La montagne de l’Abbé est située au centre de l’île, et sa hauteur est la même que celle de la butte Montmartre à Paris. Sur la partie ouest de la montagne on voit un enclos plein de pierres de formes bizarres que recouvre en partie un lit épais de mousse et de plantes sauvages ; cet enclos s’appelle le Cimetière des Druides, Clachnan Druinach, et, si l’on en croit les récits de l’évêque Pockoke, on y voyait autrefois une pierre ou autel druidique (dolmen)[1]. Ce sont là les ruines de l’époque fabuleuse, les monumens de la première origine d’Iona, qui fut l’Île des Druides, Inish Druinish, avant d’être l’île chrétienne, l’île de Saint-Colum. Au nord-est et au sud de la montagne de l’Abbé sont les ruines chrétiennes, le couvent des moines et le couvent des nonnes, les chapelles des deux couvens, la cathédrale et l’évêché.

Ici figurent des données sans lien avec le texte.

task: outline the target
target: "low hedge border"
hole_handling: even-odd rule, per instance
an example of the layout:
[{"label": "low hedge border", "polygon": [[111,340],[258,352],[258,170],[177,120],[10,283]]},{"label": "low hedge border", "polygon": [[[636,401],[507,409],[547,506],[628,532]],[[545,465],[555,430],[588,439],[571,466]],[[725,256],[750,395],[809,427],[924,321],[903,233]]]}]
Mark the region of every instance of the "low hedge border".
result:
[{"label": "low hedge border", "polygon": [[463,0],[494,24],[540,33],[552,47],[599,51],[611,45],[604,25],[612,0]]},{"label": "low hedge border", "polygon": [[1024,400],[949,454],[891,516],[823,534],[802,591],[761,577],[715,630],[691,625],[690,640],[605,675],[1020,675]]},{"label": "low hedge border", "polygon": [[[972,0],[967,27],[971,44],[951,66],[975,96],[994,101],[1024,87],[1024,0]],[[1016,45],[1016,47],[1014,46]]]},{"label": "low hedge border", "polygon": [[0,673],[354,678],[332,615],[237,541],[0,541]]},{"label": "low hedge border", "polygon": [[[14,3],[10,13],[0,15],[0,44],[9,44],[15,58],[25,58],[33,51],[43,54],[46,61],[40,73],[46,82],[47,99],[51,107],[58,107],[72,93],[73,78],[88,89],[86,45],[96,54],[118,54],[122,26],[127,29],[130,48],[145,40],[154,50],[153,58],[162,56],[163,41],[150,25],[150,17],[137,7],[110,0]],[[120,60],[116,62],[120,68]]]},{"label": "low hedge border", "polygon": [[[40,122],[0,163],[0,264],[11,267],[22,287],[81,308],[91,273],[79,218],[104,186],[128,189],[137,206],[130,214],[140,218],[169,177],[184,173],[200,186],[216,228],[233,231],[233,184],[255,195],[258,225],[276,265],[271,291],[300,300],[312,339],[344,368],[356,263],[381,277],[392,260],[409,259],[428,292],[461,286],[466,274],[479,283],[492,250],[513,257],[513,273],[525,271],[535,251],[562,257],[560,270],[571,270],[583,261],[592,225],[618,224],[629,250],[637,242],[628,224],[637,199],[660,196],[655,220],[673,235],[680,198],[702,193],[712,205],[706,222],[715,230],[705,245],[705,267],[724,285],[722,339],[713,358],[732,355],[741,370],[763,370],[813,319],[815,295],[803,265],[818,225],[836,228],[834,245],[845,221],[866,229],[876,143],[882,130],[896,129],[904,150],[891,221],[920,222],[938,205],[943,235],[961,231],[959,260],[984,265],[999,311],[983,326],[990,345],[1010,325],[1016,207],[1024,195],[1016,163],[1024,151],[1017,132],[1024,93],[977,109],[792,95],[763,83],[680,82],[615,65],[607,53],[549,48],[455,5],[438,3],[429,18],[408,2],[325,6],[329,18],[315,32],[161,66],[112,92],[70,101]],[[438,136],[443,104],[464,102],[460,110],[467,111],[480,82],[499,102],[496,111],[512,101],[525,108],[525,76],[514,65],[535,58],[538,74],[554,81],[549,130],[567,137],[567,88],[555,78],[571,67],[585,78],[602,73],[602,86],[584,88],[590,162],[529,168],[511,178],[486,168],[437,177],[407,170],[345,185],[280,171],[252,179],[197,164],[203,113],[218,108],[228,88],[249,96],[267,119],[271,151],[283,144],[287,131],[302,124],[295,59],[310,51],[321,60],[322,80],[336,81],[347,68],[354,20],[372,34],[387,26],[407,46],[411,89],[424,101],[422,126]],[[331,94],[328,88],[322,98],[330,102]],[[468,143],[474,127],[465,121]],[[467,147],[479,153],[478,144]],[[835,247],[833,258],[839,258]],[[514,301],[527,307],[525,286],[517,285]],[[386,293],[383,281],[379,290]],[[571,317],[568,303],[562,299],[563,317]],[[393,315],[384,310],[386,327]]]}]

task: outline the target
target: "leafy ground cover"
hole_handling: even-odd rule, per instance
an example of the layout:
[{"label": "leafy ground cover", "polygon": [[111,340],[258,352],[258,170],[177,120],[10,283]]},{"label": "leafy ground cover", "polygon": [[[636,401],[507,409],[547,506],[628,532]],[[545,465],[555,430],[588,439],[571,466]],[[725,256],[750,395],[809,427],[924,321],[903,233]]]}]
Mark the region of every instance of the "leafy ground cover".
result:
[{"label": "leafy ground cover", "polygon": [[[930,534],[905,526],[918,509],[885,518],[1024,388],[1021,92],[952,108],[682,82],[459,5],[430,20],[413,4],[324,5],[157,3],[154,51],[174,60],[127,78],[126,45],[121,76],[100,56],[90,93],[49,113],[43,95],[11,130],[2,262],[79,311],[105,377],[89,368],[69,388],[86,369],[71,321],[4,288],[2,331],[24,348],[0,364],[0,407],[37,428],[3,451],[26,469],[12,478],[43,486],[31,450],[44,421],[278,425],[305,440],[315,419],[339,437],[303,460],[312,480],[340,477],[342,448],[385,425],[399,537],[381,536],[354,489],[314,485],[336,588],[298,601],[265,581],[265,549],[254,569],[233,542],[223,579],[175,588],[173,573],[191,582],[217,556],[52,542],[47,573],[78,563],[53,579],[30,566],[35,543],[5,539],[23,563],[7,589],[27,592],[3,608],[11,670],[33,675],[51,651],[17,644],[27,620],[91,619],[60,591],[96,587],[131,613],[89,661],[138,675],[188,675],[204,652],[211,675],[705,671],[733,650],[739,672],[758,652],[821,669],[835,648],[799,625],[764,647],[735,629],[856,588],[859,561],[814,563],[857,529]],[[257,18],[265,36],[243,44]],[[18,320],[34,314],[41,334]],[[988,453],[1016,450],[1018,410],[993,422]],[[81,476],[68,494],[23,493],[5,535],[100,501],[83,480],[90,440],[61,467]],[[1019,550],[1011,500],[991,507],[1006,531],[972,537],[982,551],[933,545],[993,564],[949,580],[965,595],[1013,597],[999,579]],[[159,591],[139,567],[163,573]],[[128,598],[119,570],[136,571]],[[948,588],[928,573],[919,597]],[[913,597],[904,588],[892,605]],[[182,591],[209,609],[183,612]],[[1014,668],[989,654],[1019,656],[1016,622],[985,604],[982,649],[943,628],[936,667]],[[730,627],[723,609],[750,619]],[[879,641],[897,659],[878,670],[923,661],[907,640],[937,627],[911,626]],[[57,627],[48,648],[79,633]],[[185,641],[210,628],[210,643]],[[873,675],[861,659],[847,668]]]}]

Nous nous rendîmes d’abord au couvent des moines, qui, ainsi que l’évêché, ne présente plus qu’un amas de ruines. La cathédrale est située derrière le monastère, elle est bâtie en forme de croix. Sa longueur, de l’est à l’ouest, est de cent soixante pieds, et sa largeur de trente pieds à l’endroit du chœur et de la nef, et de soixante-dix au plus à l’endroit des transepts. La cathédrale est construite tout entière avec un granit rouge tiré du petit îlot des Nonnes. Le couvent des religieuses de Saint-Augustin avait été établi sur ce rocher voisin d’Iona, avant que le caprice d’une abbesse ne vînt l’accoler peu convenablement à celui des moines. Les murailles de granit de la cathédrale sont d’une épaisseur singulière ; aussi ont-elles résisté aux efforts du temps ; et tandis que les charpentes se sont rompues et que les toits se sont effondrés, elles sont restées debout dans toute leur majesté. La construction de cet édifice n’est pas uniforme, elle date de plusieurs époques. La partie la plus ancienne,

  1. Pierre verticale supportant une autre pierre placée horizontalement, ayant la forme d’un T majuscule.